Re: [PATCH RFC rebase 3/9] powerpc/64: Use barrier_nospec in syscall entry

From: Michael Ellerman
Date: Fri Mar 16 2018 - 09:28:50 EST


Hi Michal,

Thanks for working on this series in the absence of any documentation.

Michal SuchÃnek <msuchanek@xxxxxxx> writes:
> On Fri, 16 Mar 2018 15:18:23 +1000
> Nicholas Piggin <npiggin@xxxxxxxxx> wrote:
>
>> On Thu, 15 Mar 2018 20:15:52 +0100
>> Michal Suchanek <msuchanek@xxxxxxx> wrote:
>>
>> > On powerpc syscall entry is done in assembly so patch in an explicit
>> > barrier_nospec.
>>
>> Same comment as Linus for this -- the barriers are before the branch
>> here, so is it possible the branch instruction can be speculative
>> while the index is used to load the syscall table?
>
> As far as I understand barriers they separate code before the barrier
> and code after the barrier.
>
> So inserting barrier_nospec after cmpldi means that the result of the
> cmpldi has to be known before any instruction following barrier_nospec
> that depends on the result can be executed.

That would make sense, but I don't think that's how the barrier's been
defined.

I don't have a formal spec for it (yet), but what I do have indicates it
only orders older branches vs future instructions.

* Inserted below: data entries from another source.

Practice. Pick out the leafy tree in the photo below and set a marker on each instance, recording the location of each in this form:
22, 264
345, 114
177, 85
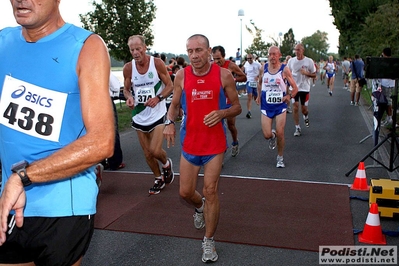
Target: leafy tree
258, 46
381, 30
288, 43
116, 20
350, 18
316, 45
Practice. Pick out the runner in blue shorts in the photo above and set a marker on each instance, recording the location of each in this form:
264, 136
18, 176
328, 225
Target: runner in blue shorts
273, 99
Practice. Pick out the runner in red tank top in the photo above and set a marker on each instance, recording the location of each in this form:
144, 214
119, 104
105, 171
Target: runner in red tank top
200, 89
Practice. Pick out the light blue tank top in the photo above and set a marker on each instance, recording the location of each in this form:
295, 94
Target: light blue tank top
41, 113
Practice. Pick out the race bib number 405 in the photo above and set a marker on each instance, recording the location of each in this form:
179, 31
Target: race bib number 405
274, 97
32, 110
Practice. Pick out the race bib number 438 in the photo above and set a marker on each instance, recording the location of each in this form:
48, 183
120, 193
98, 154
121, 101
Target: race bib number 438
32, 110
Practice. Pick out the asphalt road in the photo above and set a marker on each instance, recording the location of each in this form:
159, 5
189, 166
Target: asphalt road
325, 152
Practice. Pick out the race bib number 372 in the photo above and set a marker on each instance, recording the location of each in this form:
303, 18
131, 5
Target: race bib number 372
32, 110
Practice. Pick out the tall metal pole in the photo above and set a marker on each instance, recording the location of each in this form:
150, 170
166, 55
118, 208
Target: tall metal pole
240, 15
241, 36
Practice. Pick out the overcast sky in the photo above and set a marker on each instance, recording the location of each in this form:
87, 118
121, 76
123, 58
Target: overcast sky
176, 20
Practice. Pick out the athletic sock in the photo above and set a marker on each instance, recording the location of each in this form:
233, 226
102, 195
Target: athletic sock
166, 165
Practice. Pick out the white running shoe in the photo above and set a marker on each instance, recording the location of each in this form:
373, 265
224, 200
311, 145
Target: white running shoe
209, 250
297, 132
273, 140
280, 162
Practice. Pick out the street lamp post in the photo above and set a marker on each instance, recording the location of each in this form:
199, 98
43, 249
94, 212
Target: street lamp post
240, 15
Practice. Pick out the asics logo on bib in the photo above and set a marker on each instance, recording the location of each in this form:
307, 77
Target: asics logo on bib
31, 97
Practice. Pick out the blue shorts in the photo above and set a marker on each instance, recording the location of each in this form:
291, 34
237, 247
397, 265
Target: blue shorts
330, 75
273, 113
197, 160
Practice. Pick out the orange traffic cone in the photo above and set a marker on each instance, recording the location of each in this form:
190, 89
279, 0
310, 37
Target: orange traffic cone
360, 182
372, 232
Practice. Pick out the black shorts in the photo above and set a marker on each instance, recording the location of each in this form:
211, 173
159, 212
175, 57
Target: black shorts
148, 129
48, 241
303, 97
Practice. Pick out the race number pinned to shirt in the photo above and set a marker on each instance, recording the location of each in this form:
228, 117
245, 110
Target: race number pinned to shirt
32, 110
274, 97
253, 84
143, 94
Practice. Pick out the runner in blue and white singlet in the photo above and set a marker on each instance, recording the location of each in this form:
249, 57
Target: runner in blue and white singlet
274, 89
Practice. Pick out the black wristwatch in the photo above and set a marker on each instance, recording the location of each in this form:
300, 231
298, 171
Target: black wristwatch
168, 122
20, 169
160, 97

> However, you have probably knowledge of the powerpc implementation of
> the barrier so if the semantic is actually different then please
> enlighten me.

We have some knowledge, but only some :)

It's not necessarily implemented the same way on each chip revision, so
it's not entirely clear what the formal semantics will be vs what we are
seeing in current implementations. But I think it's safe to say it
should always go after the branch that might be speculatively executed.

Will try and get some better documentation for you.